La separación de parejas humanas no sólo implica cambios emocionales y logísticos para los involucrados, También afecta directamente a las mascotas. En muchos hogares, los perros se convierten en el centro de disputas, utilizados como símbolo de pertenencia o incluso como herramienta de validación emocional.
El portal Canine Educator Pat explica que el bienestar del perro debe ser la prioridad en estos procesos. La falta de autoestima o la necesidad de control de algunos miembros del grupo.La pareja puede dar lugar a situaciones insalubres, donde el animal es visto como un objeto de disputa en lugar de un ser vivo con sus propias necesidades.
El perro es el mejor amigo del hombre.
“Utilizar a otro ser para curar heridas no es respetuoso con nadie”, afirman los especialistas, que insisten en que el perro no debe convertirse en un arma emocional durante la separación.
El reto es crear una fórmula familiar adaptada a la nueva realidad, donde se garantice estabilidad, cariño y rutinas claras para el animal.
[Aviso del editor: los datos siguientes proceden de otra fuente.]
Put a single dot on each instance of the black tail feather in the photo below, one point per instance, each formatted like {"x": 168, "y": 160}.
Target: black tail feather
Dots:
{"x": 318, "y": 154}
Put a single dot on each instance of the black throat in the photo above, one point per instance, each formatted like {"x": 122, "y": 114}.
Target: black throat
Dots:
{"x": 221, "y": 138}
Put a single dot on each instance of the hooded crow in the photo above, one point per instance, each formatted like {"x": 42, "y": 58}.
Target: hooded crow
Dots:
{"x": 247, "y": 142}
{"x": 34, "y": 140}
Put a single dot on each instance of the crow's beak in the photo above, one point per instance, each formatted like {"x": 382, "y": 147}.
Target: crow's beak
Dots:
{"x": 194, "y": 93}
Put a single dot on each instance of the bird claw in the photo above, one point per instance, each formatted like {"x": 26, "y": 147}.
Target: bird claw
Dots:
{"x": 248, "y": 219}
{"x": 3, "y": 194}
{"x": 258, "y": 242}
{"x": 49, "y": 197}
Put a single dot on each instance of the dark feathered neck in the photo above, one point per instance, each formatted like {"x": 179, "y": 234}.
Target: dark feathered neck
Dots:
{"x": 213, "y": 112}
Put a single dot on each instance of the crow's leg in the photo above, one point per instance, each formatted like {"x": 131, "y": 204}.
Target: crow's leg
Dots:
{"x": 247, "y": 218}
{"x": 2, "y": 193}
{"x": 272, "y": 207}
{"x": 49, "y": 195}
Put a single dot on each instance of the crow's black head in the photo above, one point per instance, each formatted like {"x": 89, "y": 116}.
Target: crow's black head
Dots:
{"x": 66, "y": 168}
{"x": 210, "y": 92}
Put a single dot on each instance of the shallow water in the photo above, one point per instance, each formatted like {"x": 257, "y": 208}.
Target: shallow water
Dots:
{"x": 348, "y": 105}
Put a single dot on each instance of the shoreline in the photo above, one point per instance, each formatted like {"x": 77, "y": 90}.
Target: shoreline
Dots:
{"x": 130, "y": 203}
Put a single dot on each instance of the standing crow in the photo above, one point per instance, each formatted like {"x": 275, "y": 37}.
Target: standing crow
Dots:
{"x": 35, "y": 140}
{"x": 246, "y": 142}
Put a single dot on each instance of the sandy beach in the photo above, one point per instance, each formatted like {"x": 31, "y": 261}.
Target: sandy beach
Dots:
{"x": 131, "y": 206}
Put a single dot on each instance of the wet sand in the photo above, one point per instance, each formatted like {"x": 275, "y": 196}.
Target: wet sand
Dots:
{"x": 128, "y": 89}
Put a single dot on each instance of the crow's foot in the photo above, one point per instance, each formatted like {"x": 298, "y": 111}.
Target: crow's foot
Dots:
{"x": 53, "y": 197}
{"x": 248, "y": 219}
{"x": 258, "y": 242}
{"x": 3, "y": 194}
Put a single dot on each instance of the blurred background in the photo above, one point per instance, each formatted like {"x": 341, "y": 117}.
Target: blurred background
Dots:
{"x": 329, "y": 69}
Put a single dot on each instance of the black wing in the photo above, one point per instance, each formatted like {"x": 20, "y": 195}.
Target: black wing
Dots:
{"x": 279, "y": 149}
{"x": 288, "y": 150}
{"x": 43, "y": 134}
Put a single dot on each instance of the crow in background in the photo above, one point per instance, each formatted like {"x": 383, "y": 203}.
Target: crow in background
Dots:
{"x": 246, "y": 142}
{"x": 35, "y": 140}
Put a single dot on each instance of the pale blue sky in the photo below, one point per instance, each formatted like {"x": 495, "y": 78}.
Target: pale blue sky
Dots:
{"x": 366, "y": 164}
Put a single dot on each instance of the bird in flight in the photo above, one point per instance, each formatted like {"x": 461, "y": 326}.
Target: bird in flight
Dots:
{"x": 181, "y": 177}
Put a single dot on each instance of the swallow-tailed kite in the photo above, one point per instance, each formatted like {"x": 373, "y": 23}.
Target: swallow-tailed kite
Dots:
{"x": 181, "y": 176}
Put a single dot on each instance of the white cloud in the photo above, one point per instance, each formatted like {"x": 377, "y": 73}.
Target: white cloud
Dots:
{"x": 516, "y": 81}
Se trata de acuerdos responsables sobre quién cuidará del perro, cómo se organizarán las visitas y qué condiciones se establecerán para mantener su bienestar físico y emocional.
La reflexión señala que, más allá de los conflictos humanos, el perro necesita seguridad, coherencia y cariño. En palabras de los educadores caninos, “invertir en el bienestar del perro es también invertir en la salud emocional de la familia que se reconfigura tras la ruptura”.